FM expects better bids for IFCI

Written by Banking Bureau | Bangalore, Dec 29 | Updated: Dec 30 2007, 05:32am hrs
Finance minister P Chidambaram has backed state-run lender IFCIs decision to reject a bid from a consortium of Sterlite Industries and Morgan Stanley, saying he expected more offers to come in when the re-bidding process starts.

We got a single bid, a conditional bid and therefore IFCI rejected the single, conditional bid. In my view, thats the correct decision. The government will find the capital if necessary, he said on the sidelines of a bank function here on Saturday.

The IFCI, which had plans to raise money to manage its growing non-performing assets, had rejected the Sterlite Industries-Morgan Stanley consortiums bid to pick up 26% stake in it, saying it was conditional. On December 20, it again invited bids and asked interested parties to submit applications by January 10.

The finance minister also asked opponents of reforms who want high growth to come to terms with changes which alone can deliver over 9% growth. I am sometimes surprised that people who desire 9% plus (GDP) growth have no desire to make any changes in the structure of banking, pension and insurance sectors, he said at a function organised by Canara Bank here.The UPA government, which has just about 15 months in power, is keen to push ahead with financial sector reforms, including hike in FDI limit from 26% to 49% in insurance sector, statutory powers for the interim pension regulator and more voting rights of foreign players in private banks.
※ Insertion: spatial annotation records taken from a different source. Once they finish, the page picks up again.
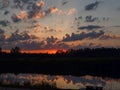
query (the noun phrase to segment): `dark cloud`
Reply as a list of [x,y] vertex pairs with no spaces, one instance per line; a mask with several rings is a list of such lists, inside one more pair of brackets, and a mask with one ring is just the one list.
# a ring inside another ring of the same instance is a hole
[[17,41],[26,41],[26,40],[34,40],[38,39],[38,37],[34,35],[29,35],[27,32],[19,33],[19,30],[16,30],[14,33],[11,34],[11,36],[7,39],[8,42],[17,42]]
[[17,43],[22,49],[27,50],[47,50],[47,49],[68,49],[69,45],[61,42],[53,36],[47,37],[42,41],[23,41]]
[[81,26],[78,29],[80,30],[95,30],[95,29],[102,29],[102,26],[99,25],[88,25],[88,26]]
[[102,30],[99,32],[92,31],[92,32],[88,32],[88,33],[82,32],[80,34],[75,34],[75,33],[72,33],[71,35],[66,34],[66,36],[63,38],[63,41],[64,42],[77,41],[77,40],[83,40],[86,38],[96,39],[103,34],[104,34],[104,31],[102,31]]
[[10,22],[8,20],[2,20],[2,21],[0,21],[0,25],[2,25],[4,27],[8,26],[9,24],[10,24]]
[[99,1],[90,3],[90,4],[88,4],[88,5],[85,6],[85,10],[86,11],[96,10],[98,8],[99,4],[100,4]]
[[100,40],[108,40],[108,39],[118,39],[118,40],[120,40],[120,36],[104,34],[104,35],[100,36],[99,39]]
[[100,47],[102,47],[101,44],[92,43],[92,42],[90,42],[90,43],[81,43],[81,44],[79,44],[77,46],[74,46],[75,49],[80,49],[80,48],[100,48]]
[[95,22],[98,21],[98,17],[93,17],[92,15],[86,16],[85,17],[85,22]]
[[66,0],[62,1],[62,5],[66,5],[67,3],[68,3],[68,1],[66,1]]

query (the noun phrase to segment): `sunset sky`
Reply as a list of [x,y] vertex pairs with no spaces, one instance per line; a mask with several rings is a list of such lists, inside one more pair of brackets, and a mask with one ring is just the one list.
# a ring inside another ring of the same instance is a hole
[[120,0],[0,0],[0,46],[118,48]]

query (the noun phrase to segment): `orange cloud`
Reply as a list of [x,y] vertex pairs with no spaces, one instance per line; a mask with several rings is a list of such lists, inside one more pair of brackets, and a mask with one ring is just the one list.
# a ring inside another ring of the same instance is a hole
[[44,7],[45,3],[44,1],[36,2],[36,6],[38,7]]
[[57,12],[58,11],[58,8],[56,8],[56,7],[52,7],[51,9],[50,9],[50,12],[51,13],[55,13],[55,12]]
[[26,11],[21,11],[21,13],[17,15],[18,19],[24,19],[26,17],[27,17],[27,12]]
[[68,15],[72,15],[73,13],[75,13],[77,10],[75,8],[72,8],[68,11]]

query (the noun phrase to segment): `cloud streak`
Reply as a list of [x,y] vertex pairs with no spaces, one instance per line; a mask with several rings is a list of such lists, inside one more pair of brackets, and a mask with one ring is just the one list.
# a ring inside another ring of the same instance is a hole
[[98,5],[100,4],[99,1],[90,3],[85,6],[85,11],[91,11],[91,10],[96,10],[98,8]]
[[78,27],[79,30],[98,30],[98,29],[103,29],[103,26],[99,25],[88,25],[88,26],[81,26]]
[[95,31],[92,31],[92,32],[82,32],[80,34],[75,34],[75,33],[72,33],[71,35],[69,34],[66,34],[65,37],[63,37],[63,41],[64,42],[70,42],[70,41],[77,41],[77,40],[84,40],[84,39],[96,39],[100,36],[102,36],[105,32],[104,31],[99,31],[99,32],[95,32]]

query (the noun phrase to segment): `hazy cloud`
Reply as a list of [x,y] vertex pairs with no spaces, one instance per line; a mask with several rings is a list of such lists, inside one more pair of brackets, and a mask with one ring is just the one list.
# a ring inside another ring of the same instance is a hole
[[1,20],[1,21],[0,21],[0,25],[1,25],[1,26],[4,26],[4,27],[8,26],[9,23],[10,23],[10,22],[9,22],[8,20]]
[[86,11],[96,10],[98,8],[99,4],[100,4],[99,1],[90,3],[90,4],[88,4],[88,5],[85,6],[85,10]]
[[118,39],[118,40],[120,40],[120,36],[110,35],[110,34],[104,34],[104,35],[100,36],[99,39],[100,40],[108,40],[108,39]]
[[29,35],[27,32],[19,33],[19,30],[16,30],[14,33],[11,34],[9,38],[7,38],[8,42],[13,41],[24,41],[24,40],[31,40],[31,39],[38,39],[38,37],[34,35]]
[[88,26],[81,26],[78,29],[80,30],[95,30],[95,29],[102,29],[102,26],[99,25],[88,25]]
[[98,17],[93,17],[92,15],[86,16],[85,17],[85,22],[95,22],[98,21]]
[[99,31],[99,32],[92,31],[92,32],[87,32],[87,33],[82,32],[80,34],[75,34],[75,33],[72,33],[71,35],[66,34],[66,36],[63,37],[63,41],[64,42],[77,41],[77,40],[83,40],[83,39],[86,39],[86,38],[96,39],[103,34],[104,34],[104,31],[102,31],[102,30]]
[[5,40],[5,35],[4,35],[4,30],[0,28],[0,41],[4,41]]
[[67,0],[63,0],[63,1],[62,1],[62,5],[66,5],[67,3],[68,3]]

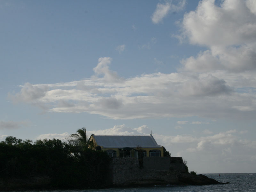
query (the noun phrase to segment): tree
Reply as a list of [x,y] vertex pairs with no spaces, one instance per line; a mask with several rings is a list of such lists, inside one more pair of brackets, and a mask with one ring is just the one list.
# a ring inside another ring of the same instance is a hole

Chidambaram also called on the banks to go for consolidation to keep pace with the changes and move forward. I know there is opposition in the banking sector against consolidation (but) The only way to grow is inorganically, by consolidating and picking up other banks. This has to happen in the banking circles and there is no other choice, he said.

Indias biggest strength was the abundance of its human resources and in about 15 years the country will be the third largest economy in purchasing power parity, he said.